Senstad toys with the technical to attain the sensual. For her, color is a language that expresses and explores inner spaces,
feelings, moods. With a firm grasp of color theory, she understands the spectrum and mixes psychology with science. Her
photographs document “instant sculptures,” as she calls them. Though her work could physically exist as an installation
(think Turrell or Flavin) she prefers to capture the moment and move on.

In one series, the effects and presence caught on film translate into organic, self-evolving Albers-esque color studies.
Senstad employs pure sources, both direct and indirect light (Tungsten and daylight), sometimes adding gels and filters
to the mix in what can be described as a very intuitive, instinctual process. An iris or an inkspot are reference points that
come to mind. Circles take on a smudgy existence as they dominate the center and dissolve. The strength of these
works, in addition to their composition and mesmerizing quality, draws from the saturated colors she selects.

A brilliant blue spot bleeds and recedes into its white backdrop, while in another image, a black hole surrounded
by an aura of green gives way to pure cyan. A deep red vortex fades to white, and in a separate instance of role
reversal, a fuzzy white center shifts to pink then magenta. There are a number of works in this series that merely
hint at color; they quietly explore a range of beige and resemble shadow studies or a tonal eclipse. In her universe,
a “simple” spot becomes its own planet. Like a studio astronomer, Senstad uses a personal notation system of letters
and numbers to both title and track her findings.

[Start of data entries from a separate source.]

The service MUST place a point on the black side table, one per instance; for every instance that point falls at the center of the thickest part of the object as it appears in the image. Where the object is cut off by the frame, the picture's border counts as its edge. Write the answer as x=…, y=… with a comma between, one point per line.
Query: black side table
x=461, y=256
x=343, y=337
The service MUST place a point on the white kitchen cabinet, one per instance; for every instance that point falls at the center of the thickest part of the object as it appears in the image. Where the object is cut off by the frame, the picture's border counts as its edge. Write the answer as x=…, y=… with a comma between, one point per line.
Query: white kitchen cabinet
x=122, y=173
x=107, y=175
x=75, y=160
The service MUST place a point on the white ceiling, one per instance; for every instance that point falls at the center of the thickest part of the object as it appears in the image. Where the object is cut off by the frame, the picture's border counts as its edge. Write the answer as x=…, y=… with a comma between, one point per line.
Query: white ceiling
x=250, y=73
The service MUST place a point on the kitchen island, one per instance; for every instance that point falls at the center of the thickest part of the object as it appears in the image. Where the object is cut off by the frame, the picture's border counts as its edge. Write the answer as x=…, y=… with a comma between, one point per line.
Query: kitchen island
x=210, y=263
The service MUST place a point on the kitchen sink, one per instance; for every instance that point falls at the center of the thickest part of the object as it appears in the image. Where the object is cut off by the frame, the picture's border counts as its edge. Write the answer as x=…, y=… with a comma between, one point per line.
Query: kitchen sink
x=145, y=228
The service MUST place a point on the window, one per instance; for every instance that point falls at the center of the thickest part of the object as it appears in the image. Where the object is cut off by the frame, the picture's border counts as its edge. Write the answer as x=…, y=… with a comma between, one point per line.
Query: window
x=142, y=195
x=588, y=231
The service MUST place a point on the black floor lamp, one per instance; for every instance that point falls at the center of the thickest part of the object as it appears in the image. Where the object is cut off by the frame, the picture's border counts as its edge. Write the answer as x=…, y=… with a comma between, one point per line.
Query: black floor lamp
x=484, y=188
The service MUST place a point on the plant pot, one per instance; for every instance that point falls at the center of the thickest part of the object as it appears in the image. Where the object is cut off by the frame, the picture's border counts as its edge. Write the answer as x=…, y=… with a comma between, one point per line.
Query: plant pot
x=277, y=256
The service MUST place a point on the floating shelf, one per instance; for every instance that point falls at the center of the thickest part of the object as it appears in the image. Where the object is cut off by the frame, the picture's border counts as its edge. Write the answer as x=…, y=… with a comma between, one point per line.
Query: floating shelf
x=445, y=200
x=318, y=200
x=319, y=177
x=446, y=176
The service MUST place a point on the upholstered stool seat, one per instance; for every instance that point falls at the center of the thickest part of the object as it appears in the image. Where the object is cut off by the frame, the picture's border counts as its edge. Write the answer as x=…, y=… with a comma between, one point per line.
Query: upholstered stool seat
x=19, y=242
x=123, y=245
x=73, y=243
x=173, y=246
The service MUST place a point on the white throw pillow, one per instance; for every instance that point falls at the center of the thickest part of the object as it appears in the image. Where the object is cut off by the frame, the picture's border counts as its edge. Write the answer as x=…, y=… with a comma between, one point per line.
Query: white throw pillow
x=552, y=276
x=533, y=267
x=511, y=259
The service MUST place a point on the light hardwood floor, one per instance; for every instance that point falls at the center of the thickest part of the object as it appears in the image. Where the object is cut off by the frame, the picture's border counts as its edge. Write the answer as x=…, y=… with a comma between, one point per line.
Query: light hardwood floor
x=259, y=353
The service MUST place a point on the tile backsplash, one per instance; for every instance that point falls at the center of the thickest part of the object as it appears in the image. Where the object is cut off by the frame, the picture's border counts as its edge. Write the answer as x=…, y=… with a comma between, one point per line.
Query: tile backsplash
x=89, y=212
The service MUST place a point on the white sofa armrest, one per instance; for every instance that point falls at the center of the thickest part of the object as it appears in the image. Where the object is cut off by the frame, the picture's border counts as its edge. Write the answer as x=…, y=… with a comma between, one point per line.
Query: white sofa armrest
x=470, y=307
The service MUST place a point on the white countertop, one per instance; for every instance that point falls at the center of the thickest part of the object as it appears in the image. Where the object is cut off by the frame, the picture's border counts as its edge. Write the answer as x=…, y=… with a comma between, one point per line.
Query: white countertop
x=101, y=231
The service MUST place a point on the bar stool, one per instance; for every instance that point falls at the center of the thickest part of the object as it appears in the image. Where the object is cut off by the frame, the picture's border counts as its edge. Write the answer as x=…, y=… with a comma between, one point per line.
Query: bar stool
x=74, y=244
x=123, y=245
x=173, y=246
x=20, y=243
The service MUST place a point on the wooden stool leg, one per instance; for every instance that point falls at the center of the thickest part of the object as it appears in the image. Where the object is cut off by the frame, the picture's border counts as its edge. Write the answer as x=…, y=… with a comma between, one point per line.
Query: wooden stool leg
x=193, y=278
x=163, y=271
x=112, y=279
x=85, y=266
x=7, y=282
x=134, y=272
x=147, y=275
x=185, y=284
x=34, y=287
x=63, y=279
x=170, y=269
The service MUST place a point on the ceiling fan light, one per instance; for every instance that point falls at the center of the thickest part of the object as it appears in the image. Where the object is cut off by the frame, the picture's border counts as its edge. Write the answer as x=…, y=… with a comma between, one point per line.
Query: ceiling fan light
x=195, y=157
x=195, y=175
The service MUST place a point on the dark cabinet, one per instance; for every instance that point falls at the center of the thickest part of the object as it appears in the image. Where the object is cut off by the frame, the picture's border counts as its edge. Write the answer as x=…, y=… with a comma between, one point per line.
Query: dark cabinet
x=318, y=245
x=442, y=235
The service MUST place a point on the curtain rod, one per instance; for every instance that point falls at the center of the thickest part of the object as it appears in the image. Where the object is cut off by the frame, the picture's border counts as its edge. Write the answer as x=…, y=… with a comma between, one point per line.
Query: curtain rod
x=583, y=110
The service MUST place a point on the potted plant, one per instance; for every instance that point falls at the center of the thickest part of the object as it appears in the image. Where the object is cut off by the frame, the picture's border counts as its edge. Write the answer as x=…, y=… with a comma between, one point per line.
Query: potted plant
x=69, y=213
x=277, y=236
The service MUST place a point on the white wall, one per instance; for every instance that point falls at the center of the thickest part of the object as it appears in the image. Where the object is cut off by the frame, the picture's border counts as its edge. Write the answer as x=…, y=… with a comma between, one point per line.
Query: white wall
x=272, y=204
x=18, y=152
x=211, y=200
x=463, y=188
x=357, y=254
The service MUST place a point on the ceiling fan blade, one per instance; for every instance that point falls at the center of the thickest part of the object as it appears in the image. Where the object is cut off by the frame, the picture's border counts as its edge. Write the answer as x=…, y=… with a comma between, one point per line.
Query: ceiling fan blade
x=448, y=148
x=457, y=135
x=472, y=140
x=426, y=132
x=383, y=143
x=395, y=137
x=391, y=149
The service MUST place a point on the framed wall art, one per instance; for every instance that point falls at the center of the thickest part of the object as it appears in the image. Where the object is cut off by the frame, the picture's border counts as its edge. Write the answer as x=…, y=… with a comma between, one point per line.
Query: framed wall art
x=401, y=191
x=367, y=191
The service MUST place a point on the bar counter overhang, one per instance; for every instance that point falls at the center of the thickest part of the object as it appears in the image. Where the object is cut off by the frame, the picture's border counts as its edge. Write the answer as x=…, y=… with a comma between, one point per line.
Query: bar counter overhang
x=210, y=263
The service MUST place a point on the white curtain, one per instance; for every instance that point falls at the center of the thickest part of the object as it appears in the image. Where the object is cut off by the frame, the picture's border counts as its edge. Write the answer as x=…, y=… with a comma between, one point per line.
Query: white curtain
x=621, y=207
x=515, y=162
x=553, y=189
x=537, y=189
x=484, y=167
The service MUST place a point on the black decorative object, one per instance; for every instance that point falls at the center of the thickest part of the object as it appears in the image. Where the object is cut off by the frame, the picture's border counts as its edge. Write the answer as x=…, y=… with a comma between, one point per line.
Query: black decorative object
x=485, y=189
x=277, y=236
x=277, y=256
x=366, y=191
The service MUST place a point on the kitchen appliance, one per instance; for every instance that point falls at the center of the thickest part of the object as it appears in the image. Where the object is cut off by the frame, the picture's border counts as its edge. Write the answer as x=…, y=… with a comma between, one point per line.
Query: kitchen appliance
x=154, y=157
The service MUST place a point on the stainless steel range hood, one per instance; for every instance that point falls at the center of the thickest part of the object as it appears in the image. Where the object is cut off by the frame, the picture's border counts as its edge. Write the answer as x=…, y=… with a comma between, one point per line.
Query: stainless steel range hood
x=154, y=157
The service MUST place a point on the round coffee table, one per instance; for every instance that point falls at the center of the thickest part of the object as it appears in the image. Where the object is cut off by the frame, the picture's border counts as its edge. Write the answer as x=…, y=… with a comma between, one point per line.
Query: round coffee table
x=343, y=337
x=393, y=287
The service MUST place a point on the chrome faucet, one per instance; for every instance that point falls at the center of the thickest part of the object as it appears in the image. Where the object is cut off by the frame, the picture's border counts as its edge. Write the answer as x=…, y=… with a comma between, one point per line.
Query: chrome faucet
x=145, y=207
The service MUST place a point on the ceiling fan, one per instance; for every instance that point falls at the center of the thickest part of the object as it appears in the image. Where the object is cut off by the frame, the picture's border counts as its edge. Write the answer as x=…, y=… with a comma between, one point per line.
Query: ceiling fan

She also finds flare in fluorescence, producing long horizontal works of brilliant glowing bands that merely suggest the
tubular light source. Subtle gradations drift from golden yellows and green, pale blue and beige or simply the minimalist
confection of white on white. Even when the color is “missing” the image maintains a soothing rhythm. Taking a different
tack on tonal, her sound pieces chart a different spectrum, tracking movement using a separate system, devoid of color.
Following a horizontal format, the layers of stripes, blips, squiggles and wavy lines take on a seismographic quality. They
document the invisible, but allude to the corporeal as they also resemble an EKG reading or chromosomal mapping of DNA.
Senstad distorts and samples from multiple sources to generate these soundscapes. Like little stories arranged in even
horizontal chapters, these layers take on a narrative quality.

In this body of work, there exists white noise and silence. Senstad both explores and fills the void with images that combine
a certain softness with a clarity of chroma. Shifting and changing zones of intensity fade and blur into edgeless, endless
atmospheres. Her work captures a fleeting moment that only exists for an instant. Finding the magic in that moment, her
photographs are as much about poetry as process.